You can apply to a state board if you meet that board’s rules, but you must follow the requirements of the state where you seek licensure. If your employer is in a different state, you may need that state’s license or endorsement process.
Before You Move Forward
A strong U.S. nursing application is not only about passing an exam. It is about keeping your records consistent, choosing the correct state board path, understanding VisaScreen, working with a reliable employer, and watching visa availability. For Filipino nurses, the process can take time, but it becomes easier to manage when each step is handled in the right order.
Rules for nursing licensure, credential screening, English testing, visa processing, and employer sponsorship can change. Before submitting forms or paying fees, recheck the current instructions from the state board of nursing, NCLEX, TruMerit or the approved screening provider, USCIS, and the U.S. Department of State.
Sources
- [a] U.S. Bureau of Labor Statistics, Registered Nurses Occupational Outlook Handbook — used for RN wage, employment outlook, and openings data. (Reliable because it is the official U.S. labor statistics agency.)
- [b] National Council of State Boards of Nursing, U.S. Nursing Licensure for Internationally Educated Nurses — used for state licensure and NCLEX-RN context. (Reliable because NCSBN works directly with U.S. nursing regulatory bodies.)
- [c] Professional Regulation Commission, Certification and Authentication — used for Philippine license and document verification context. (Reliable because PRC is the official professional licensing body in the Philippines.)
- [d] TruMerit, How to Work as a Nurse in the U.S. — used for foreign-educated nurse credential evaluation and U.S. nurse pathway context. (Reliable because TruMerit, formerly CGFNS, is an established healthcare credential evaluation organization.)

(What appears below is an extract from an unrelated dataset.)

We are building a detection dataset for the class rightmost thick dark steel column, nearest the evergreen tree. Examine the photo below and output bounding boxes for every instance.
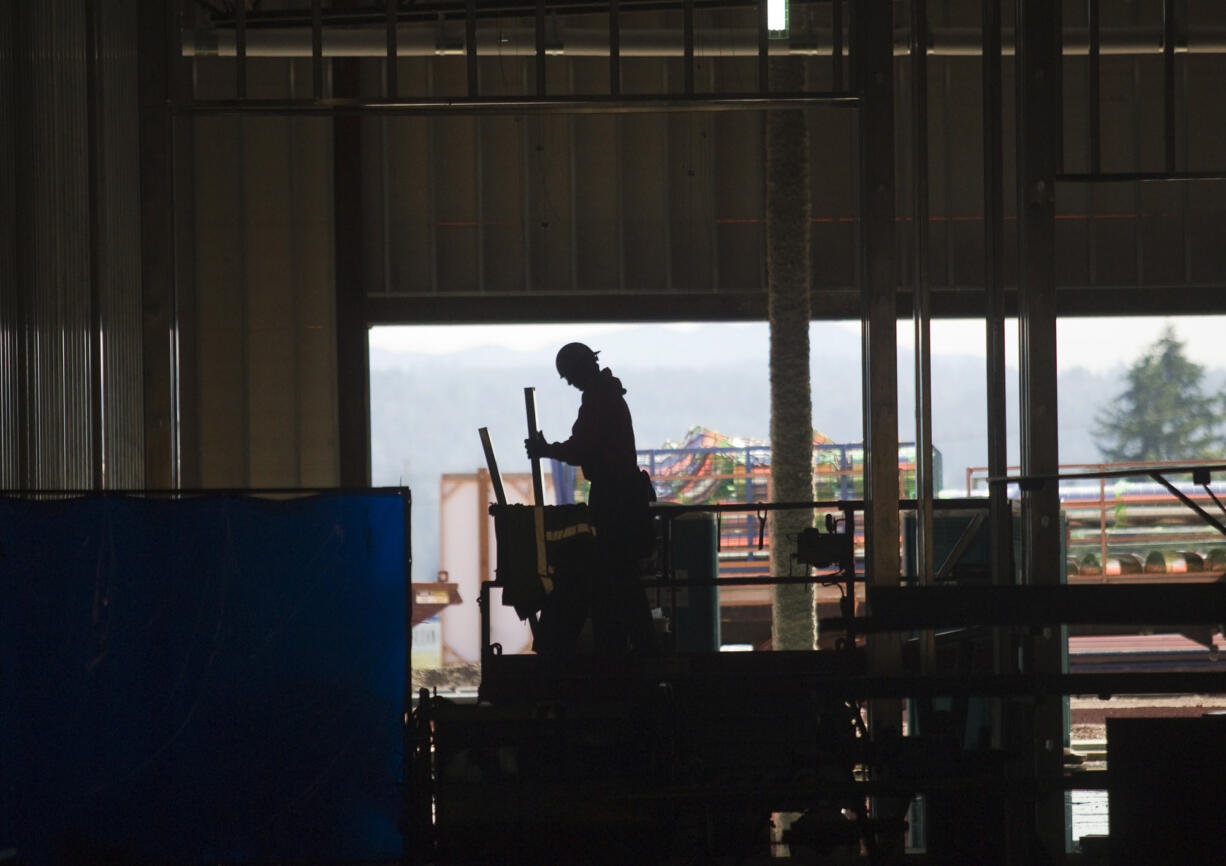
[1015,0,1064,862]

- [e] NCLEX, Registration Process — used for the NCLEX registration and Authorization to Test sequence. (Reliable because it is the official NCLEX registration information page.)
- [f] TruMerit, VisaScreen: Visa Credentials Assessment — used for VisaScreen document, nursing knowledge, and English requirement context. (Reliable because it is the credentialing service page for healthcare worker screening.)

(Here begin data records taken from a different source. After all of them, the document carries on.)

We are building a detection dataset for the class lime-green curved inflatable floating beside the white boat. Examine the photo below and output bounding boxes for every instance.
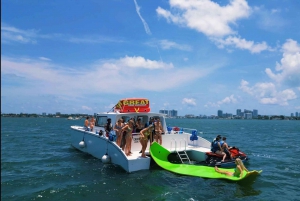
[150,142,261,181]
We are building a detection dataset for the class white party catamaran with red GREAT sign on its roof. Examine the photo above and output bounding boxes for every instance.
[71,98,216,172]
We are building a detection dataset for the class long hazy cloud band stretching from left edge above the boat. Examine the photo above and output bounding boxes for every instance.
[1,56,211,97]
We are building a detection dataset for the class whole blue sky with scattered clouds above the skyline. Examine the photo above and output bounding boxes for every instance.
[1,0,300,115]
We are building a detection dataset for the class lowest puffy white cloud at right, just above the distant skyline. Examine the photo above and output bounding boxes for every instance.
[239,80,297,105]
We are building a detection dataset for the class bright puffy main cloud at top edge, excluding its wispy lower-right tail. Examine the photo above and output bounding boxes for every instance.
[156,0,251,37]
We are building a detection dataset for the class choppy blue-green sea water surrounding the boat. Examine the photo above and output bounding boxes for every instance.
[1,118,300,201]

- [g] Electronic Code of Federal Regulations, 20 CFR 656.5 Schedule A — used for Schedule A Group I professional nurse criteria. (Reliable because eCFR is the official published federal regulation source.)
- [h] U.S. Department of State, Visa Bulletin for May 2026 — used for employment-based visa availability and Philippines category context. (Reliable because the Department of State publishes the official monthly Visa Bulletin.)